Rational thought requires reliance on either deductive reasoning (biologic plausibility) or on systematic experiments (sometimes referred to as inductive reasoning). Galileo is typically credited with the start of systematic experimentation in physics. Puzzlingly, it took until the latter half of the twentieth century before systematic experiments became part of clinical thinking. Three systematic experiments are now routine in clinical research: the case-control study, the cohort study, and the RCT. In the following brief descriptions of these three systematic experimental designs, the term exposure refers to a suspected etiologic factor or an intervention, such as a treatment or a diagnostic test, and the term endpoint refers to the outcome of disease, quality-of-life measures, or any type of condition that may be of interest in clinical studies.

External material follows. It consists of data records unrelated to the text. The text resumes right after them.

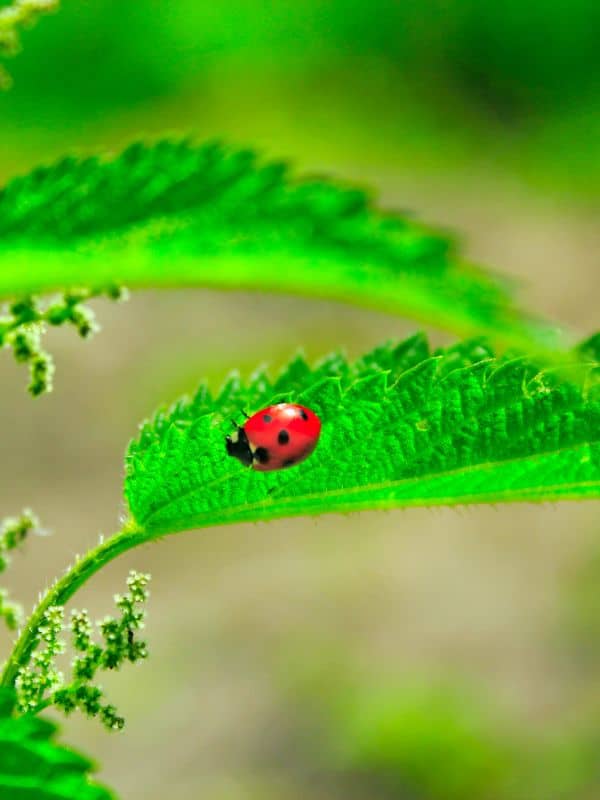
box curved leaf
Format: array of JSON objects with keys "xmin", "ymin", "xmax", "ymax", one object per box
[
  {"xmin": 0, "ymin": 689, "xmax": 115, "ymax": 800},
  {"xmin": 0, "ymin": 141, "xmax": 553, "ymax": 342},
  {"xmin": 125, "ymin": 336, "xmax": 600, "ymax": 535}
]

1. RCT. Individuals or clusters of individuals are randomly assigned to different exposures and monitored longitudinally for the endpoint of interest. An association between the exposure and the endpoint is present when frequency of the endpoint occurrence differs between the exposure groups. The RCT is the “gold standard” design in clinical research. In evidence-based medicine, RCTs, when properly executed, are referred to as level 1 evidence and the highest (best) level of evidence available.
2. Cohort study. Exposed individuals are compared to nonexposed individuals and monitored longitudinally for the occurrence of the primary endpoint of interest. An association between the exposure and endpoint is present when the frequency of endpoint occurrences differs between exposed and nonexposed individuals. A cohort study is often considered the optimal study design in nonexperimental clinical research (i.e., for those study designs where randomization may not be feasible). In evidence-based medicine, cohort studies, when properly executed, are referred to as level 2 evidence.

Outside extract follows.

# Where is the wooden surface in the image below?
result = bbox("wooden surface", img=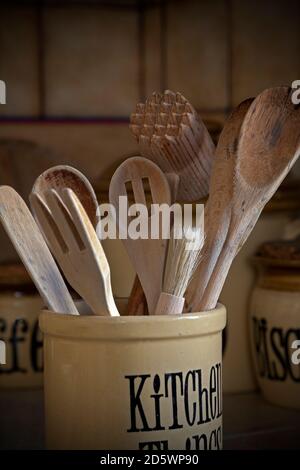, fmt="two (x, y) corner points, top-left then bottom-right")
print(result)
(0, 390), (300, 450)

3. Case-control study. Cases (individuals with the endpoint of interest) are compared with controls (individuals without the endpoint of interest) with respect to the prevalence of the exposure. If the prevalence of exposure differs between cases and controls, an association between the exposure and the endpoint is present. In a case-control study, it is challenging to select cases and controls in an unbiased manner and to obtain reliable information on possible causes of disease that occurred in the past. The case-control study is the most challenging study design to use for obtaining reliable evidence. As a result, in evidence-based medicine, case-control studies, when properly executed, are the lowest level of evidence.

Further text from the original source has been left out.